6 minutes of redemption for Justin Furstenfeld after the bland lovesong “The Chills” results in an emotional ramble. It doesn’t sound like Any Man In America will contain any radio hits to the quality of “Hate Me” — or even “Dirt Room” — but for fans, “The Feel Again (Stay)” will be as healing as a hug and a hand to hold. Too bad Justin never seems to grow up or increase in understanding of the world.
Analog Rebellion – “This Is My Fault (Do It to Me)” (Electronic/Indie)
It came as quite a shock to hear Daniel Hunter write something that sounds more like a Sunday-morning Wise Blood than his old electropop. He once cussed me out on AbsolutePunk.net, and I’ve never quite forgiven him for it — but I’m a step nearer thanks to these fuzzy vocals and interesting percussive track. When the track hits full stride in the last few seconds, it’s like an electronic orgasm. …though I wouldn’t know.
It’d be pretty hard not to mention pop-rock pianist Vanessa Carlton without referring to her breakout hit, 2002′s “A Thousand Miles,” a song that is already a classic — albeit an oft-mocked one. Carlton’s newest song doesn’t utilize a ridiculously-catchy piano hook, preferring to pound down some chords over introspective lyrics. It’s a good listen, but like most of the pianist’s work since 2002, it doesn’t stand out in a kill-or-be-killed scene.
Against Me! – “Russian Spies” (Punk)
The newest A-side from the 14-year-old Florida punk group celebrates the end of the Cold War…a little late, but hey — fuck you, McCarthy. That’s all the punks are trying to say.
It’s called “post-punk,” but perhaps it should be called “loud shoegaze” — the new track from these Sub Pop boys bonds over distorted guitars, faded vocals, and almost indiscernible lyrics muttered in the background. But somehow it comes across as trippy and exciting throughout its 6-plus minutes.
The Rapture – “How Deep Is Your Love?” (Electrorock)
The newest track from NYC dance-rock group The Rapture comes via Vimeo video of the vinyl record being played under a disco ball.
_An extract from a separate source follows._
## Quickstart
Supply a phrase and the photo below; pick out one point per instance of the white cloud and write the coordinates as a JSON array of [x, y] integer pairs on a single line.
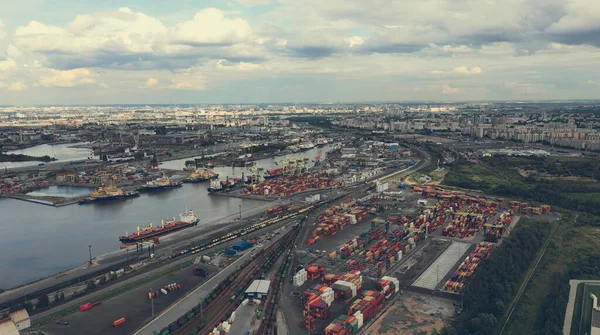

It may not be the most hi-fi way to release a new track, but it makes for an interesting listen. Oh, and did I mention that the track is catchy as hell?
The montage of sounds that opens YACHT’s upcoming album gets faster and furiouser for 45 seconds, and then delves into the band’s idea of Eden — an unstoppable electronic garden of sounds. “We all know when we wake up that this is all we get,” they say, and though it may not pack the same punch as former GOLD-rated “I Walked Alone” (it’s also going to be this week’s “Song Of The Week“…oops, gave that away…), the song may get stuck in your skull.
Never the most subtle of the wave of chill that has swept over the indie scene since last spring, Ernest Greene is completely at ease in his watery beats on “Echoes.” By the title, you might except a call-and-response melody, but…that isn’t very chillwave. Like most Washed Out tracks, it seems to end right as it’s hitting its stride; also like most Washed Out tracks, it’s extremely pleasant but never captivating.
The Pavement singer knows “what the senator wants — what the senator wants is a blowjob” on the first single from his upcoming August 23 release. It’s about what you’d expect from the verbose frontman on a solo project, but it congeals into something loveable.
One of the leaders of the new genre “witch house,” a Halloweeny take on the popular dance-music beats, Balam Acab’s debut album, Wander / Wonder, comes out August 30. This taste, however, sounds like a downbeat Battles until the electronica comes in around 2.5 minutes. Haunting vocals and scratchy vinyl feedback make for a chilling listen — about 4 months too early.